Délai moyen 2 à 6 mois après fourniture de tous les documents. L'assureur a 3 mois pour déclarer le contrat au fisc. Retard possible si contestation ou clause imprécise. Source : Code des assurances L132-9.
Comment retrouver un contrat d'assurance vie inconnu ?
Consulter le FICOV (Fichier des Contrats d'Assurance Vie) via notaire ou héritiers directs, gratuitement. Requête possible avec acte de décès et pièce d'identité. Délai de réponse 15 jours. Source : FFA 2026.
Quel montant est exonéré d'impôt pour un enfant ?

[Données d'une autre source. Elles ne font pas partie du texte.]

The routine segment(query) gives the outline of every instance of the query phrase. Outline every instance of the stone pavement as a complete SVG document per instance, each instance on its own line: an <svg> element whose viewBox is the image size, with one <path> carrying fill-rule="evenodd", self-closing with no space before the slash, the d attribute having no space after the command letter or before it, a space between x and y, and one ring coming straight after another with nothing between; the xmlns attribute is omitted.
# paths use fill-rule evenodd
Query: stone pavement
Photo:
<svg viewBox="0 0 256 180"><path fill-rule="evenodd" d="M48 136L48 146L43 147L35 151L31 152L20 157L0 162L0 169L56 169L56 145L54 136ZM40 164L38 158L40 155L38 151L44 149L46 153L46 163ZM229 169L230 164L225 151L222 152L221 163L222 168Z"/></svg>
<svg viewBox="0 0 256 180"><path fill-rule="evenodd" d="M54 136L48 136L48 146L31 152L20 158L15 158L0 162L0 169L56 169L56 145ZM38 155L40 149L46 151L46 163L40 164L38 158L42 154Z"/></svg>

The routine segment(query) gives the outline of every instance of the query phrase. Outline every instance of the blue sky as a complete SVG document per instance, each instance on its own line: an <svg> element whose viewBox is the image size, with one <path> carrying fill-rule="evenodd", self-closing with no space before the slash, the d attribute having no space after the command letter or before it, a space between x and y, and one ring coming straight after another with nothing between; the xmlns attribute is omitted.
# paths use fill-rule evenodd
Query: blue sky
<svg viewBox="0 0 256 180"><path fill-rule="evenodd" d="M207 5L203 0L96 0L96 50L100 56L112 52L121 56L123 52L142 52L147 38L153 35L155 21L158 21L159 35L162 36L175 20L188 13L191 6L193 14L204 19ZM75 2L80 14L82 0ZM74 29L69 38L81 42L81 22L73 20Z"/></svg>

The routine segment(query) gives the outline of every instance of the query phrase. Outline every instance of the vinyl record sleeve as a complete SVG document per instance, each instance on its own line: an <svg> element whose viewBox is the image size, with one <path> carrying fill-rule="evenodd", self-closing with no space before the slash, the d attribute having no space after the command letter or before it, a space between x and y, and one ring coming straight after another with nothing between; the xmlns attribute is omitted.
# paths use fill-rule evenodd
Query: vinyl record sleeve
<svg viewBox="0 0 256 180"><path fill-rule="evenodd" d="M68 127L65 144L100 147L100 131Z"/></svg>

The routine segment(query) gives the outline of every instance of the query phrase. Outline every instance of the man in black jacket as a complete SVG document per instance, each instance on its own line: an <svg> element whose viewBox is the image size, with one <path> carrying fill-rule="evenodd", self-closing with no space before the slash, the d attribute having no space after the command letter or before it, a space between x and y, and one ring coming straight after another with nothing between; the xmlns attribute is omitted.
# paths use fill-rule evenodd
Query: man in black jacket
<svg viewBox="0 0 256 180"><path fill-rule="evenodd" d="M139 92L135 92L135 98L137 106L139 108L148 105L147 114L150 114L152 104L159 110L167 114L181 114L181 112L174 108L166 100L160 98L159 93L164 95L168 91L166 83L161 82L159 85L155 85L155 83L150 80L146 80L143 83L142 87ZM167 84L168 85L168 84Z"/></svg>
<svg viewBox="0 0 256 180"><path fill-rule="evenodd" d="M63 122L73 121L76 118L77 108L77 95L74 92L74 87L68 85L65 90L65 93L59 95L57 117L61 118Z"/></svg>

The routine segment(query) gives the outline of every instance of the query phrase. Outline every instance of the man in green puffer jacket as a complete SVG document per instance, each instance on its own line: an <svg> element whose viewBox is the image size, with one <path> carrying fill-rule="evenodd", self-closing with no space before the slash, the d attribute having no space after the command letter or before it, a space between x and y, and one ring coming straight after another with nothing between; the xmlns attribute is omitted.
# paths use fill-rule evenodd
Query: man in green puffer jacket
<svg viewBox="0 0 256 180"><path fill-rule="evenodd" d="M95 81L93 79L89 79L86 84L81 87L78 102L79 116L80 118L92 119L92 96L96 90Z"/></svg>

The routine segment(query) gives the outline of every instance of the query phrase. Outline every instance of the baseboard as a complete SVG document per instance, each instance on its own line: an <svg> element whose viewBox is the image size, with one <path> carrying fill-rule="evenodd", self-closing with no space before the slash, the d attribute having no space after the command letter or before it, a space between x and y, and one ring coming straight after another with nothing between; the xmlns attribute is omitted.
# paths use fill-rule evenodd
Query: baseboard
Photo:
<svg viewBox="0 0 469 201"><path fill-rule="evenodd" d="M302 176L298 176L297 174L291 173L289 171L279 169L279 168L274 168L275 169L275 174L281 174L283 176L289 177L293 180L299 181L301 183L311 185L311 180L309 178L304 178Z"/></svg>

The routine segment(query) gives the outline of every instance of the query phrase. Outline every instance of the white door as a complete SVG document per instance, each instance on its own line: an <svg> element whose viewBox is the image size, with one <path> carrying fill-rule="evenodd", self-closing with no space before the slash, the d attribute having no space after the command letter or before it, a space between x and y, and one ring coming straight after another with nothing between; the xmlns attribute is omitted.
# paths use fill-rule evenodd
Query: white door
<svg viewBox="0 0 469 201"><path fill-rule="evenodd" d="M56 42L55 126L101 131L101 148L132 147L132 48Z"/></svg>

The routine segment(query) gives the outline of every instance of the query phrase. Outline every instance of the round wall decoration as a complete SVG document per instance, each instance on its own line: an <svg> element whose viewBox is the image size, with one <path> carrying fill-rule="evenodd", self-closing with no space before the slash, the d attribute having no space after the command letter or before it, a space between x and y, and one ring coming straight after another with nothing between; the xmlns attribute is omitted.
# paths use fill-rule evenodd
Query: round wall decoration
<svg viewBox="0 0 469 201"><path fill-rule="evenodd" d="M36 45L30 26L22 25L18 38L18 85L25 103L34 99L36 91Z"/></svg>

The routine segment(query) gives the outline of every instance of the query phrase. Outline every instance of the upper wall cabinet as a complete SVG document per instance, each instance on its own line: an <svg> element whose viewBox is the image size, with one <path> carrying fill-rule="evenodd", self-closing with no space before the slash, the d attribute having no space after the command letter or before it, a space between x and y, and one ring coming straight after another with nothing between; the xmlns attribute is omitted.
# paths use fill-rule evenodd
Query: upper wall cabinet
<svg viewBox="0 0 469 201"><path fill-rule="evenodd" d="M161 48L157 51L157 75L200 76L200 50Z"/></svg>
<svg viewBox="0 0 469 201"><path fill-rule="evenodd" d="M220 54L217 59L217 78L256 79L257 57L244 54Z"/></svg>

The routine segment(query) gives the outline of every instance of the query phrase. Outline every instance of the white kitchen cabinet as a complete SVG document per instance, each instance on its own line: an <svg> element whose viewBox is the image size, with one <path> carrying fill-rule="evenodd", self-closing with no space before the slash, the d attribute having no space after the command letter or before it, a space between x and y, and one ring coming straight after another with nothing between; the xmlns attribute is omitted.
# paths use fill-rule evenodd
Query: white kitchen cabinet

Abattement de 152 500€ par enfant bénéficiaire sur les primes versées avant les 70 ans du souscripteur. Au-delà, taxation à 20%. Pour les primes postérieures, abattement réduit à 30 500€. Source : Article 990 I bis CGI.
Que faire si l'assureur refuse le versement ?
Demande écrite de justification sous 15 jours. Saisine du médiateur de l'assurance si réponse insatisfaisante sous 2 mois. Recours contentieux au tribunal judiciaire en dernier ressort. Source : Autorité de contrôle prudentiel.